En plus, la force décuplée était un trait commun chez les initiés à la magie. Même MJ était plus musclée que lui alors que son régime alimentaire était à base de Bubble Tea et de bonbons croco pik. Et que dire de Marek ? D'ailleurs ça faisait longtemps qu'ils ne les avaient pas vus.

Depuis qu'il travaillait au Labo, il était très (trop) occupé mais c'était le cas de ses amis aussi. Pourtant, ils avaient toujours pris le temps de le contacter. Un moment, ils se lasseront de faire le premier pas. Puis Lev ne savait pas expliquer ce sentiment : il était à la fois inquiet qu'ils ne fissent plus l'effort d'aller vers lui à l'avenir et pas assez pour inverser la situation en les appelant. C'est vraiment le pire ami imaginable...

Sam pencha la tête vers lui, comme pour déchiffrer ses pensées :

« Fatigué ?

- Non, ça va. Je pensais à d'autres choses.

- Tiens pour ton copain », les interrompit Niño en tendant un diabolo fraise au jeune homme.

Lev surpris, resta dubitatif devant son verre et Sam se mit à rire lorsque le barman leur expliqua qu'ils restaient dans une maison respectable :

« Pas d'alcool pour les mineurs. Franchement Sam, j'attendrai qu'on soit seul pour te casser la gu...

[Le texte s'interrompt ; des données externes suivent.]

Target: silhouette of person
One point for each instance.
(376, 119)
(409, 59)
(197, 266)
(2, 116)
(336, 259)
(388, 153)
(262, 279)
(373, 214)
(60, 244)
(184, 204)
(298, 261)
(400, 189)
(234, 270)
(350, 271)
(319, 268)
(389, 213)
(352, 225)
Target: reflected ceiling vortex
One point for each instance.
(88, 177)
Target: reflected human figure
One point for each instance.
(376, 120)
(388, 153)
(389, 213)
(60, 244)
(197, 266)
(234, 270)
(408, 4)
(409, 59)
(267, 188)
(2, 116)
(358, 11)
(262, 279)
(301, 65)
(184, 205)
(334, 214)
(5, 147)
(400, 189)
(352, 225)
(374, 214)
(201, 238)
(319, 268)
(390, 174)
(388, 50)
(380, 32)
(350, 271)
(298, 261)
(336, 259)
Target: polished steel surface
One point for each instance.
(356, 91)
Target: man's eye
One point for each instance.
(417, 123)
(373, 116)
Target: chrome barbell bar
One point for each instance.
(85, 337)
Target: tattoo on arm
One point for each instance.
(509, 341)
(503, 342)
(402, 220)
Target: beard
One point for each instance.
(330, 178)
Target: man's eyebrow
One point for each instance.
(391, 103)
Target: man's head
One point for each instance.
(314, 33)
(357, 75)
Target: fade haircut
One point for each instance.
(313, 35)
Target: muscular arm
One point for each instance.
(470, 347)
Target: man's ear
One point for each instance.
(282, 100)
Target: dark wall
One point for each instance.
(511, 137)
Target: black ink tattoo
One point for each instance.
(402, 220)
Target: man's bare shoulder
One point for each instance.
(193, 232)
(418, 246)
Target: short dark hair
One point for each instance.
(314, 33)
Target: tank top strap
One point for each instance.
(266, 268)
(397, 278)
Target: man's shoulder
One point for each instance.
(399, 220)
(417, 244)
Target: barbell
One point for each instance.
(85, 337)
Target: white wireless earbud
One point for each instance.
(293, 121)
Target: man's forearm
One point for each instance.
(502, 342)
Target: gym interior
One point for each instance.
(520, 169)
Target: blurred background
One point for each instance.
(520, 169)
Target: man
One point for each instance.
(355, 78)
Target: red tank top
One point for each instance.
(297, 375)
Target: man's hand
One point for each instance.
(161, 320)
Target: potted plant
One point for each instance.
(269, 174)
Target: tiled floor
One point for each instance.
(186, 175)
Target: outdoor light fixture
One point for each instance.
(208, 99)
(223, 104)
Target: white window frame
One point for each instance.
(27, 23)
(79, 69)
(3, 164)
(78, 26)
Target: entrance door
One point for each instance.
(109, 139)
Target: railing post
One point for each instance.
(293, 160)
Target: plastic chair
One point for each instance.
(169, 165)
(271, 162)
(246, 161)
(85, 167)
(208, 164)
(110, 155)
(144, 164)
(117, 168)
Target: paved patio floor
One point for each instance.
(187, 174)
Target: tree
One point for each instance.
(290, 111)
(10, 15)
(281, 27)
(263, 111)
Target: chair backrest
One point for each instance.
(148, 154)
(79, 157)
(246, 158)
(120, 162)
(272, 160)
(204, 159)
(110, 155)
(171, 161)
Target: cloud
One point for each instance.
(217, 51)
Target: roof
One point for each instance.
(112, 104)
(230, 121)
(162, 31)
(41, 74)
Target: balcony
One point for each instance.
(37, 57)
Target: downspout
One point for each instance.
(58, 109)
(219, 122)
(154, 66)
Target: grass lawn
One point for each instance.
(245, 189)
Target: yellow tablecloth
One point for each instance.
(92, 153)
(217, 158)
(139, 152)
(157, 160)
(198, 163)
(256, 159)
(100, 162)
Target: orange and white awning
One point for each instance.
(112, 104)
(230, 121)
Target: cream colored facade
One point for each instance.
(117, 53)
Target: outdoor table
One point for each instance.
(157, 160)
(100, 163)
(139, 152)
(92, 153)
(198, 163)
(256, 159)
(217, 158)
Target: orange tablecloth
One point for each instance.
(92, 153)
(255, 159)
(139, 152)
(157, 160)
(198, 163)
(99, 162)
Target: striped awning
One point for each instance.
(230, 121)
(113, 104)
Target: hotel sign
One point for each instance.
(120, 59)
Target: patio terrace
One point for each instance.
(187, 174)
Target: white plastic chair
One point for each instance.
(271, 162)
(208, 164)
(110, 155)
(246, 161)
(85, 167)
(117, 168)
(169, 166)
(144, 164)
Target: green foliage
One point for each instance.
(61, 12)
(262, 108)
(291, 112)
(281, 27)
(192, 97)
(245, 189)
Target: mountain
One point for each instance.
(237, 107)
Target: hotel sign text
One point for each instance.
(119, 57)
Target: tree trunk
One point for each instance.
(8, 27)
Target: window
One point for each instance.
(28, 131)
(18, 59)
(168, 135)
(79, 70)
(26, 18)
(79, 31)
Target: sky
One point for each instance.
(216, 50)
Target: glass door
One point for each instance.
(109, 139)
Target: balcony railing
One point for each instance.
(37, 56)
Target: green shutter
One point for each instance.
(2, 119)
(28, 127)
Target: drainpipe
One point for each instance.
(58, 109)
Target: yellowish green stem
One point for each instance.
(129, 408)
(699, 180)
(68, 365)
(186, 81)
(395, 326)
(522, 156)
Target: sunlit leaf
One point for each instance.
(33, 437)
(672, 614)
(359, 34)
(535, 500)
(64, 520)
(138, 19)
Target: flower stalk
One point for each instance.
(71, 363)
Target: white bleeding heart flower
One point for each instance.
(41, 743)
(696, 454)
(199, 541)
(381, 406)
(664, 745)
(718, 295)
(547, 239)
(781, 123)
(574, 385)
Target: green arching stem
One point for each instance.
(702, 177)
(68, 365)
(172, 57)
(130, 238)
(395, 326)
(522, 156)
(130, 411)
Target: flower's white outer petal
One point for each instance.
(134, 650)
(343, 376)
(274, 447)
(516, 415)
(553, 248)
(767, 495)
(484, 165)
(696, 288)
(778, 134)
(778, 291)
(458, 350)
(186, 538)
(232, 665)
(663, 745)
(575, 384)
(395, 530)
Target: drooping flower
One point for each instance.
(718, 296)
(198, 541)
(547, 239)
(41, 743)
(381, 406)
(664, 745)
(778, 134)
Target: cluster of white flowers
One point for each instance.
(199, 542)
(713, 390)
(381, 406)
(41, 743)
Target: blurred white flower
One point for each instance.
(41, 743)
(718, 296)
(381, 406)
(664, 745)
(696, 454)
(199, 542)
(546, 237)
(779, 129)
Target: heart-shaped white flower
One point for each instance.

- Je, je ne suis pas mineur ! l'interrompit Lev. J'ai la vingtaine.

- Pas à moi garçon. À défaut de suivre les règles, j'ai des principes. »

La femme avec qui Sam discutait auparavant vint vers eux. Elle était vraiment grande et en imposait. Elle avait du style aussi : sa tête était rasée, elle portait des lunettes à monture dorée et des boucles d'oreilles bigarrées pendantes qui contrastaient avec sa peau noire. Elle paraissait sur la fin de trentaine et semblait être une personne carrée.

« Allez beau gosse. Elle est là. Tiens... »

Elle se tourna vers Lev.

« Lev, je te présente Ava. Mon boss et bourreau, d'une certaine manière.

- Oh oui. Sam m'a expliqué. Je suis ravie et désolée que tu aies été impliqué dans ses conneries. Crois‑moi, ça va faire quatorze ans que je le connais et j'ai perdu la moitié de mon espérance de vie à force de le côtoyer. Là je devrais être au Cap Vert, pour voir ma famille, au lieu de ça...

- Arrête, tu vas lui faire peur ! chouina Sam.

- Celui qui devrait avoir peur, c'est toi. Et je te jure que si tu me règles pas l'autre sujet de la Grèce, je scalpe tes parfaits cheveux blonds pour m'en faire une perruque à la George Michael ! »

Là‑dessus, Ava se dirigea vers l'entrée pour accueillir leur cliente. Lev se mit à rire lorsqu'il vit Sam palper ses cheveux. Assurément, elle ne devait plaisanter qu'à moitié.

Une fois ce moment passé, Lev se pencha pour apercevoir la fameuse commanditaire du rapt de l'artéfact. Il ne put cacher sa surprise quand elle entra et salua Ava.

L'atmosphère changea brusquement.

Sam déduit que Lev la connaissait. Elle était donc bel et bien dans le club des enchanteurs. C'était d'autant plus flagrant que les deux manciens avaient verrouillé toute leur attention l'un sur l'autre depuis une bonne minute.

« Ava Pereira, j'ai été votre interlocutrice durant la transaction qui nous lie. Si vous voulez bien me suivre. »

Roderika d'Arcy fit un mouvement de tête et suivit Ava pour s'asseoir à une table et commencer les discussions. Wow, pensa Sam. Les photos de son dossier ne rendaient absolument pas justice à l'élégance de la quinquagénaire. Sa voix suave, son attitude, sa posture, sa classe la sublimaient.